After a diagnosis of ADHD and autism, I now find the world more confusing. How to give meaning to this? | Neurodiversity

I received a diagnosis of ADHD and autism at the end of 2024 after a period of stress and depression. I thought that my profession was to blame (I work, even unpublished, in finance) but I appreciate that I am sensitive to many types of environmental stressors.

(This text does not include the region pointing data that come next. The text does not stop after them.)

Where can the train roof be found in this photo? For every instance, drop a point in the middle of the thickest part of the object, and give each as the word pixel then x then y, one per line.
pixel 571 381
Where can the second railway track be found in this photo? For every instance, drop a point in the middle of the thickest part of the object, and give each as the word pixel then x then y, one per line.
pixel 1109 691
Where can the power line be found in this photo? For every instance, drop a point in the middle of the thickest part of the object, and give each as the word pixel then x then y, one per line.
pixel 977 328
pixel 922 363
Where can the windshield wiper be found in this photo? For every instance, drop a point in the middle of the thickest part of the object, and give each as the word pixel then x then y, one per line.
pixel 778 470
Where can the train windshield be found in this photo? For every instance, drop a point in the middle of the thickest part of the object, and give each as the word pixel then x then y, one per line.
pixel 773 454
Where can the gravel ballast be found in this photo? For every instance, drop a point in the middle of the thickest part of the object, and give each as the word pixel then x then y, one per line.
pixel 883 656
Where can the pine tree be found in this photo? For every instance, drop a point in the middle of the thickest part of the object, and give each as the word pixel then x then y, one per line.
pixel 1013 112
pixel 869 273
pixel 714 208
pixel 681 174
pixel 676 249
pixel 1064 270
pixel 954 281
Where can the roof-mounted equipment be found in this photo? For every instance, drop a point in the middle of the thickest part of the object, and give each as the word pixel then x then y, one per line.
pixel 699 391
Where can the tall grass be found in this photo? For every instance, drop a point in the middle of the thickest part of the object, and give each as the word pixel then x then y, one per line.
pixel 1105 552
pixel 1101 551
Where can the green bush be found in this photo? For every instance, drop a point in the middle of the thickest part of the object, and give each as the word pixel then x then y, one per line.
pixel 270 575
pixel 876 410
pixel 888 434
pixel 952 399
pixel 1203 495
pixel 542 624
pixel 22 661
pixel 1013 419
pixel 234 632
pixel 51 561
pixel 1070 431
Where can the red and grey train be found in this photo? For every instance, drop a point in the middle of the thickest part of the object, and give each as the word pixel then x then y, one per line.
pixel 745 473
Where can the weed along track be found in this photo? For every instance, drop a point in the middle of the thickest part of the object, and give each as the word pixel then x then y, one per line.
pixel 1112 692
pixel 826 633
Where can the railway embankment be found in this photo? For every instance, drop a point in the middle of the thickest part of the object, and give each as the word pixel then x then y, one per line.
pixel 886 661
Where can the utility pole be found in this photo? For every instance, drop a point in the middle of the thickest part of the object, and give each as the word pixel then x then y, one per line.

It has been difficult to sail in the world since the diagnosis. At the beginning, I was ecstatic, finding a large part of the complexity of my life could be easily answered by natural neurodivergence, but since then found that the world was even more confusing, in particular with regard to the dynamics of relationships. Some people I’ve talked about about my diagnosis started with Baby Me Baby slightly. While before the diagnosis, I could have struggled in certain social situations, feeling a little slowing down the brand, or bored, now I begin to notice a pronounced feeling of my “otherness”, which is quite frightening.
Do you have any advice on how to keep things in proportion after receiving news that can force you to look at life through a completely different lens?
Eleanor says:: What are we learning when we get a diagnosis? You tell a doctor that I have experiences of F. They say, ah, it seems that you have an X condition. And you say interesting, what is the X condition? And they say that an important brand of the X condition is the place where you have experiences of F. A diagnosis can be so useful and so emancipatory, but that does not necessarily let us know what causes or explains our experiences. In many mental health diagnoses, we still don’t know these things. We don’t learn either that we live in the world a particular way – We already knew it. A large part of the strength of discovery learns that experience is not universal, that medicine needed to classify them so that they can be helped, explained, welcomed, etc.
Many of us feel the duality that you describe after a diagnosis: understood, because we can finally name the models, but isolated, because we learn these names at the cost of learning, they are unusual. It looks like good and bad news at the same time.
You have mentioned the feeling of pronounced otherness. Like being outside a fish bowl looking for.
An answer consists in resisting this: otherwise from whom? Many people learn as an adult that they are autistic, or have ADHD, or both; Many people find new ways to understand their mental experiences. As a result, there is much more understanding of these things than maybe ever. This does not mean that you have to develop a residence in communities of the same ideas. This is just to say that when you meet new people, their experiences may not be so different from yours. We never know what’s going on in the minds of others; If it is otherness, we worry, we can be in the company of others than we think.
Another answer, however, is to allow this feeling of otherness. The similarity is useful for connection, it’s true. To this extent, it is scary to learn that we are not so similar to others. That will make certain things more difficult. But similarity is not the only way to connect. You may feel reverence, fear, cherish it, for things that don’t look like you at all. Indeed, being in front of things unlike being more aware and respectful of contrasts in yourself. We feel it all the time with the natural world: many people feel deep love, feel the most themselves, the ocean, the night sky, an animal. It is not because they seem the same as us.
Everything that is to say: this can be precisely by contrasting, and not in similarity, that you can simultaneously appreciate what is true for others And Which is true for you. There is a kind of connection available here based on a real vision of each other, not only on being similar.